I never had the sex talk with my parents.
And you know what? I’m okay with that. I definitely don’t feel like I missed out on any necessary coming of age rite of passage, or that I am worse off now. I’m also sure that my parents aren’t losing any sleep over the hour of awkwardness that I robbed from their child rearing experience. Actually, if anything, I think that it was for the best.
See, part of the reason that my parents and I never had “the talk” is because I just never had any questions that I couldn’t find answers to for myself. I was fortunate to attend a public junior high and high school with a quality Sex Ed program. The teacher’s I had were always willing to answer any questions or stay after class to discuss anything with us that we didn’t feel comfortable speaking about in a room filled with our peers. (I also got to see Magic Johnson dressed up as a condom, but that was just a bonus). On top of that, I also had the luxury of growing up in an age when any information could be accessed via the internet and a few keystrokes.
I’ll be the first to admit that the internet is not always the best place to look up information about sex. For every true and reasonable statement about sex found through Google, there are two or three false statements to accompany it. It is definitely a bit overwhelming for a middle schooler who is just trying to satisfy a nagging curiosity. But the benefit to this wealth of information is that it teaches you to be a bit more skeptical about what you hear, and not just with things regarding sex either. With so much information available that insists on contradicting itself, it just feeds your curiosity and makes you search harder for reputable sources.

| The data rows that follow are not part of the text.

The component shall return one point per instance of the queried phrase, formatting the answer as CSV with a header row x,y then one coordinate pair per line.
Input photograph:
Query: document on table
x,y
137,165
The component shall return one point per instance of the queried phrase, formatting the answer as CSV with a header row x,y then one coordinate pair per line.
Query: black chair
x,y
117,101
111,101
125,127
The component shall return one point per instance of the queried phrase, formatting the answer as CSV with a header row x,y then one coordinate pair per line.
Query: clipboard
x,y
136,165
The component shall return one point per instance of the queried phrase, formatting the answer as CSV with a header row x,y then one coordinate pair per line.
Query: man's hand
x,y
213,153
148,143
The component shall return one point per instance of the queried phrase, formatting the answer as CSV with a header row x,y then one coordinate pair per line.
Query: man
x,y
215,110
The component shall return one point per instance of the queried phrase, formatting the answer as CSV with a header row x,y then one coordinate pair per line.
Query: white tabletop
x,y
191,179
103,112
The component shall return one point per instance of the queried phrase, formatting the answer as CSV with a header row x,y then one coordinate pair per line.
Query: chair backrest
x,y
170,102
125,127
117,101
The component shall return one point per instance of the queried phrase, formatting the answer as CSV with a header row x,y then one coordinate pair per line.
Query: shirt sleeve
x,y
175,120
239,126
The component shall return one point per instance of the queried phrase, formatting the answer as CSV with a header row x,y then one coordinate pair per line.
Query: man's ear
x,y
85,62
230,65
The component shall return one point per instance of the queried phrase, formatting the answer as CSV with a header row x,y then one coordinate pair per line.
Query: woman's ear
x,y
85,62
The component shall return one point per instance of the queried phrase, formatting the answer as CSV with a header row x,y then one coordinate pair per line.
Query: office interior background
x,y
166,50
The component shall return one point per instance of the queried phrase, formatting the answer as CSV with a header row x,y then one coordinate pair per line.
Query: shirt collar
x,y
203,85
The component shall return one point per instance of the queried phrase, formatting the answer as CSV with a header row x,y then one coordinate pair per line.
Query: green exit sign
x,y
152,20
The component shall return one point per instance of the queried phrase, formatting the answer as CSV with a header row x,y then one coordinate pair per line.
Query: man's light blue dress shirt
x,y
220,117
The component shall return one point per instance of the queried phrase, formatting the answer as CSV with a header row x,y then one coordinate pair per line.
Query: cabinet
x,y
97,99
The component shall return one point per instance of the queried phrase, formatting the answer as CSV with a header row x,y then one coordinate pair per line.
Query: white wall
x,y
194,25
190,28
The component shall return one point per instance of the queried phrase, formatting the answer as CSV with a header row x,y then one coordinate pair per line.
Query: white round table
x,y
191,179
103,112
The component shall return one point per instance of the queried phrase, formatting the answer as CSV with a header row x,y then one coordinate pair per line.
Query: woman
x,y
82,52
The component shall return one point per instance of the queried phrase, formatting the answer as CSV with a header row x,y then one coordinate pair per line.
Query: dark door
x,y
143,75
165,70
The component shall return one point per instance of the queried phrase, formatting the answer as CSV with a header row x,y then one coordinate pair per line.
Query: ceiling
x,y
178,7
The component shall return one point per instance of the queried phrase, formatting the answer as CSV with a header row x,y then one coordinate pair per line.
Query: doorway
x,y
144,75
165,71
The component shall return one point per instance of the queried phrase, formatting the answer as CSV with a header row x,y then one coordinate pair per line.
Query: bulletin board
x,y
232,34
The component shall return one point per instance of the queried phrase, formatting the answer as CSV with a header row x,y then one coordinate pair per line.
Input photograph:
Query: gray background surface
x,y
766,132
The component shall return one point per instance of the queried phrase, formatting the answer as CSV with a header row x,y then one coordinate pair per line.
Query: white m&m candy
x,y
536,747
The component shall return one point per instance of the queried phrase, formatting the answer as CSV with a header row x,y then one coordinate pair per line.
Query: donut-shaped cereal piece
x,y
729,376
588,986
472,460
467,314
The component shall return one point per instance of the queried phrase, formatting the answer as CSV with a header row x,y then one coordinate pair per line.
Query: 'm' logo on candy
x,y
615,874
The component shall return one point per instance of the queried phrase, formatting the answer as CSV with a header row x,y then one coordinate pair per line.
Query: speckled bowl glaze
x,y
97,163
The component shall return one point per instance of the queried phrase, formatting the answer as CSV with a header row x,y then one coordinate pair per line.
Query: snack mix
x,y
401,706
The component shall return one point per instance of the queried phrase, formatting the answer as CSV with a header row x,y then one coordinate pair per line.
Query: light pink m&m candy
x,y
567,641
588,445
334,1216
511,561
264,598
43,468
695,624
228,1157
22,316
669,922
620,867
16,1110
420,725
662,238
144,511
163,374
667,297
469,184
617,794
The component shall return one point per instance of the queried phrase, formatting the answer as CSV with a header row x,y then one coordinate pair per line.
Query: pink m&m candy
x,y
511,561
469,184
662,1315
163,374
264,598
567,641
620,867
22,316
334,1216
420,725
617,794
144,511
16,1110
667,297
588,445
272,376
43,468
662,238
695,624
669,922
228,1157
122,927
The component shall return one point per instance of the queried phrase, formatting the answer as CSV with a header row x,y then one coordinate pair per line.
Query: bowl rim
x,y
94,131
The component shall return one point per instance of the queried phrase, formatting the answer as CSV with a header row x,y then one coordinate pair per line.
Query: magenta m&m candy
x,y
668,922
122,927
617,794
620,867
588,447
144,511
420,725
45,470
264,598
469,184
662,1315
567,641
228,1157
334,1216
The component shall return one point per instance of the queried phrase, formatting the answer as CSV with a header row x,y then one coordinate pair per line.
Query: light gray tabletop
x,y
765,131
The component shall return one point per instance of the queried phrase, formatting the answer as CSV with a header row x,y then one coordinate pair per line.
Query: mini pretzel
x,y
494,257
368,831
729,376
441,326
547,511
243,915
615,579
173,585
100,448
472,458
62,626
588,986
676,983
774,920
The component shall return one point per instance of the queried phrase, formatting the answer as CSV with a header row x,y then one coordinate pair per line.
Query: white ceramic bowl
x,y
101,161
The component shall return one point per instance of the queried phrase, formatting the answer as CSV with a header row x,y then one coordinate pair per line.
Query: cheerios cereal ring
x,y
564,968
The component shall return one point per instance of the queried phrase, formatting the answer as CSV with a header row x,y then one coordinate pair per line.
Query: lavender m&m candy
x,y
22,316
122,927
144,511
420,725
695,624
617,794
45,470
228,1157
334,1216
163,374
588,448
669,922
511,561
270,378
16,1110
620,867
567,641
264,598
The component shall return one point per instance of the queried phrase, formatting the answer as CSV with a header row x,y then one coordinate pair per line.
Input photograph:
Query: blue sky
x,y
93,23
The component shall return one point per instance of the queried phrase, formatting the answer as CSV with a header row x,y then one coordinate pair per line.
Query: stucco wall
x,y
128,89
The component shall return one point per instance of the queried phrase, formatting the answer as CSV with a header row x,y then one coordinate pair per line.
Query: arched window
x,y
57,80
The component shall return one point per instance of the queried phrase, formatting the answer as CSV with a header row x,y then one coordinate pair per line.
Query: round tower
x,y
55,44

This acquired skill has proven to be beneficial to my academic pursuits and I definitely feel better equipped to handle a world that is filled with scam artists waiting to rob you blind at every turn.
If anything, I feel better informed about sex since my parents never talked to me about it. I never had to deal with any unintentional biases or well-intended but misinformed testimonials. For example, I know for a fact that neither of my parents have a decent understanding of BDSM and that any attempt to maintain an informative and ultimately fulfilling discussion with them would have not ended well. And despite the best efforts of my parents, I would have just been confused.
My point is the big sex talk with your child is not really as important as people make it out to be. I’m not suffering from any negative repercussions from not having the experience. I am neither scared nor intimidated by sex nor am I a raging sexaholic. Now, I’m not saying that it isn’t important for you to discuss sex with your child, and if they come to you with questions, you should definitely do your best to answer them. But “the talk” just may not be as important as you think. And it’s definitely not something to get completely worked up over.